Benim için mükemmel olan bu görünüm toplumsal yapı için pek de hoşnut bir durum yaratmıyor, tersine toplumda büyük bir güvensizlik oluşturuyor. Bunun nedeni ise, bütün bu ekonomik başarılara rağmen, toplumsal gelirden eşit ölçüde yararlanmaların görülememesi.
Özel sektörde var olan ücretlendirme farkları gün geçtikçe daha çok artarken, buna paralel olarak sıradan insanlarda işini kaybetme korkusu da artıyor.
Çok sayıda şirket ve bankanın şüpheli iş uygulamaları ve sınırsız ikramiye ödemeleri İsviçre ekonomisine ciddi zararlar veriyor. Özelikle üst tabakadan olan menejerlerin sınırsız kazanmalarına ön açan uygulamalar toplumda hoşnutsuzluğa sebep oluyor.
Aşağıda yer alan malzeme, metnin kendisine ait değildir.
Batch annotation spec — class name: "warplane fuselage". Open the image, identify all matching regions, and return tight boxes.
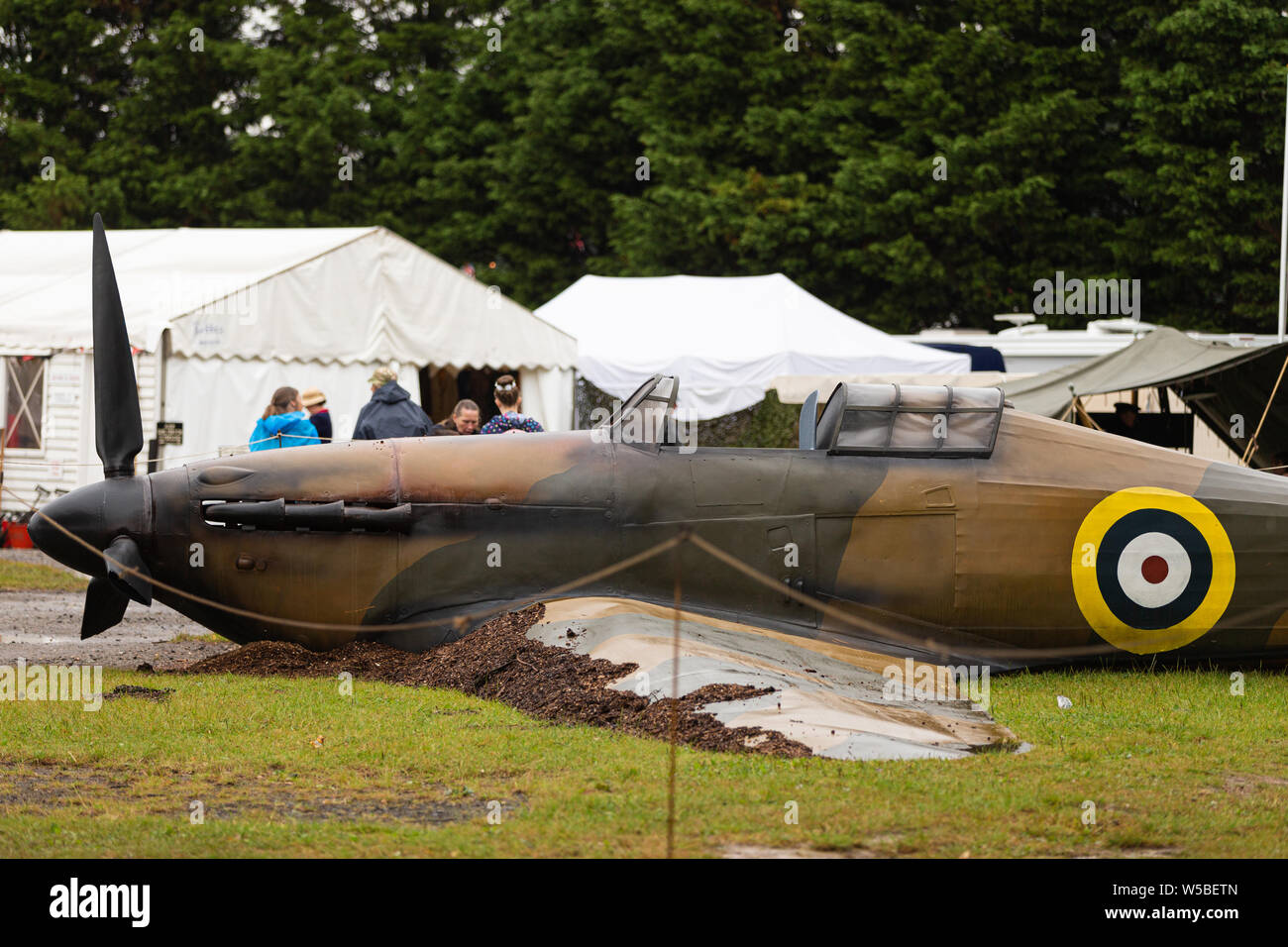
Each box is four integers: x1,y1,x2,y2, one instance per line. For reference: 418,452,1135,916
34,410,1288,666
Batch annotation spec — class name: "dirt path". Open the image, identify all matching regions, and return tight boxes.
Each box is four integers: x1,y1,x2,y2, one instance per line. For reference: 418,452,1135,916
0,549,235,670
184,604,810,756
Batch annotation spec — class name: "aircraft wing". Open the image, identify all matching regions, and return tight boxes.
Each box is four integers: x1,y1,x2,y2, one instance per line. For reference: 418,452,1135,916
528,598,1017,760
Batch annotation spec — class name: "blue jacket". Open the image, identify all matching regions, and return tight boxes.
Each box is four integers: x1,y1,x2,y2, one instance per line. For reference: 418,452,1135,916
250,411,318,451
353,381,434,441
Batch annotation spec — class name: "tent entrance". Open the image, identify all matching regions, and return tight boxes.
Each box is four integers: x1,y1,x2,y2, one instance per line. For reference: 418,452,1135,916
419,365,523,424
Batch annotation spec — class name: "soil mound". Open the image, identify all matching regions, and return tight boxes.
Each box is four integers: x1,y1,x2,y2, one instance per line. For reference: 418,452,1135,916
180,604,810,756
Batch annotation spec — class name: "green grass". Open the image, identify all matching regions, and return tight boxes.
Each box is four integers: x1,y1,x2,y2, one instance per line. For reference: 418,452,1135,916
0,559,89,591
0,672,1288,858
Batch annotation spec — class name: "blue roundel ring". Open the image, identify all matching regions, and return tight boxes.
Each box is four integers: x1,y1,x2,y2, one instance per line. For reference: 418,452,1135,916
1096,509,1212,630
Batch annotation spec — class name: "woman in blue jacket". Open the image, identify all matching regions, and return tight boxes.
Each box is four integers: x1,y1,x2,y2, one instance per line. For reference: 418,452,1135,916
250,386,318,451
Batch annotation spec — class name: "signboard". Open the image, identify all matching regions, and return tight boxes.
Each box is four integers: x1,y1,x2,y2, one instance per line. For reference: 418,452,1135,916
158,421,183,447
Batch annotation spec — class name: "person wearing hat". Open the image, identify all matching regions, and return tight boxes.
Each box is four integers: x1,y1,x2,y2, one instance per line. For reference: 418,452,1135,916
353,368,434,441
300,388,331,443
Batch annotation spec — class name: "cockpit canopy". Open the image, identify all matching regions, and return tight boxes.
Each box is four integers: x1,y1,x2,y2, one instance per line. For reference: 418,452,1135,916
814,382,1005,458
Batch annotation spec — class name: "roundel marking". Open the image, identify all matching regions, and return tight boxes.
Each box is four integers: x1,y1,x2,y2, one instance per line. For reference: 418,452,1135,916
1073,487,1234,655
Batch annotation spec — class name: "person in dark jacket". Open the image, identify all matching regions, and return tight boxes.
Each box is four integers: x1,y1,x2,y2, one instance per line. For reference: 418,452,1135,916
353,368,433,441
300,388,331,443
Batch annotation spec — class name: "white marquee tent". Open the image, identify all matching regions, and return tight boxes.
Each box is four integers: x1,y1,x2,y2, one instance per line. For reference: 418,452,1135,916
0,227,577,509
536,273,970,420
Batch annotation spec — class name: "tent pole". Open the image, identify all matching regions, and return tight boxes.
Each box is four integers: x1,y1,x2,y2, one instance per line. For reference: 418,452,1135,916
1239,348,1288,467
1279,67,1288,342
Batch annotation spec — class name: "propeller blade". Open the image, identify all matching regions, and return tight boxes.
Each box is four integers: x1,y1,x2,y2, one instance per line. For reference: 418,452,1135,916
94,214,143,478
81,576,130,642
104,536,152,605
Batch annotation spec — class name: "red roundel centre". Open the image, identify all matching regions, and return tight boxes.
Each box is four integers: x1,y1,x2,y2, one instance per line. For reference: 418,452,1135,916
1140,556,1167,585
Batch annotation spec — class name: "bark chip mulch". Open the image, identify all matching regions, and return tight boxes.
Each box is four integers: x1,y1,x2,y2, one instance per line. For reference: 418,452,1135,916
180,604,810,756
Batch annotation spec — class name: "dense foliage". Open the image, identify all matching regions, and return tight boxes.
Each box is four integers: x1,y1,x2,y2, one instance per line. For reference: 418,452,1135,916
0,0,1288,331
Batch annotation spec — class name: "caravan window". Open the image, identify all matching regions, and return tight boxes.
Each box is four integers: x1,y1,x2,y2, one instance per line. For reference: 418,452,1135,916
815,384,1004,458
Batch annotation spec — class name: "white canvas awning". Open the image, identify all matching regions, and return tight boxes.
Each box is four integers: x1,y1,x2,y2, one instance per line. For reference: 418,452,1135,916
536,273,970,420
0,227,576,368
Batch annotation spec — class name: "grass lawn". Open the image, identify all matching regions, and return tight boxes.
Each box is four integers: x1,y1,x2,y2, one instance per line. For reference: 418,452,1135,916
0,672,1288,858
0,559,89,591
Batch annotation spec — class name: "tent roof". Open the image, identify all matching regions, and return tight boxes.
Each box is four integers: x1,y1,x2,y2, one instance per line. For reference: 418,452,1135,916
1006,326,1278,417
0,227,576,368
1005,329,1288,468
537,273,970,419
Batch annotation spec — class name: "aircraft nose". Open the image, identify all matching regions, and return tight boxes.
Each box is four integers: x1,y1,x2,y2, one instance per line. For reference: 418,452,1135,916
27,483,103,575
27,478,146,576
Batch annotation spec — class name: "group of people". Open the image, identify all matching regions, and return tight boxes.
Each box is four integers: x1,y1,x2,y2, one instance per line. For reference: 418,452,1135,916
250,368,544,451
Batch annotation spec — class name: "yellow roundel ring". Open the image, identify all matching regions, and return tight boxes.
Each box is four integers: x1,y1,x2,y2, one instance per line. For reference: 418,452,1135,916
1072,487,1234,655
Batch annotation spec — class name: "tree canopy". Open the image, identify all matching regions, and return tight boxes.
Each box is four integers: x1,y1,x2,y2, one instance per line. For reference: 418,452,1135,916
0,0,1288,331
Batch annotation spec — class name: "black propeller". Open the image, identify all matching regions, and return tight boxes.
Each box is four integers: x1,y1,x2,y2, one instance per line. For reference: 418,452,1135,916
94,214,143,479
81,576,130,640
81,214,152,639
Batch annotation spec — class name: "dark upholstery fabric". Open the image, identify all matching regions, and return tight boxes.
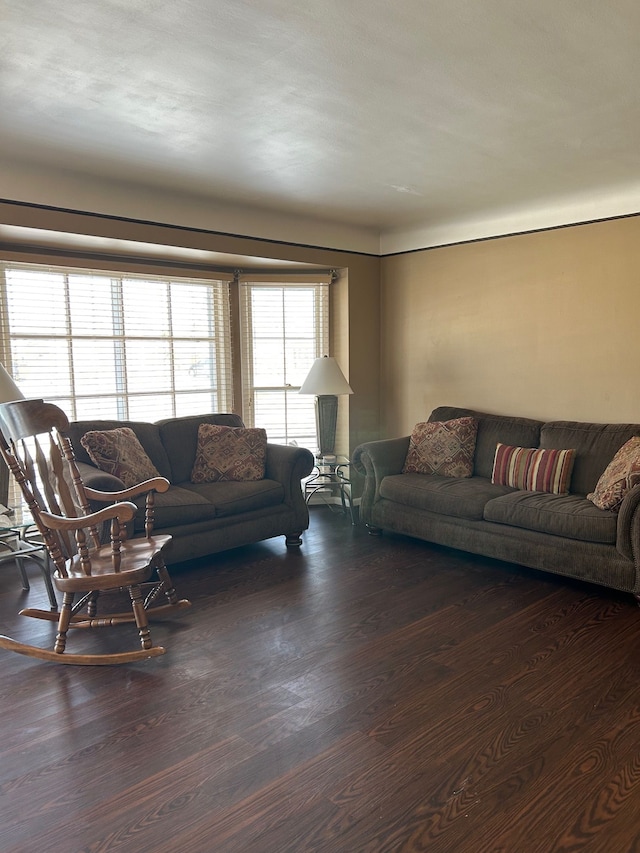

Bu durum ekonomi çevrelerince her ne kadar problem olarak ciddiyete alınmasa da özünde çok derin sorunlara gebe.
Ekonominin iki yüzü
Bir taraftan refah dolu bir yaşam seçeneği sunulurken, diğer taraftan da üretmeyen, doğal kaynakları tüketen bir toplum yapısı mevcut. Uzun vadede baktığımızda, refah içinde görünen bu yaşam biçiminin aslında ciddi anlamda tehdit altında olduğunu söyleyebiliriz. Çünkü ekonominin güvenilir hale gelmesi insanlara güvenli iş ortamlarının sağlanabilmesi ile mümkündür. Bu şeklide ortaya çıkan refah, ülkelerin ekonomisini de geliştirip ayakta tutar.
Refah
Birçok insan için zaman ve sağlık, paraya ve prestije göre daha önemlidir. Burada kendimize“ Nasıl yaşamak istiyoruz“ sorusunu sormamız gerekiyor. Günümüzde yüksek sosyal ve çevresel standartlara dayanan çalışma modelleri ortaya koymak, aile ve arkadaşlık ilişkileri için daha fazla zaman ayırabilmek varlıklı toplumların ifadesi sayılıyor.
Bununla bağlantılı asgari ücretleri de göz ününde bulundurmak, annelik hakklarını daha da arttırmak ,aileli olan işçi kesimine daha çok sosyal haklar tanımak sosyal yapı için daha sağlıklı olacaktır. Bunun için özel sektöre çok ciddi görevler düşüyor.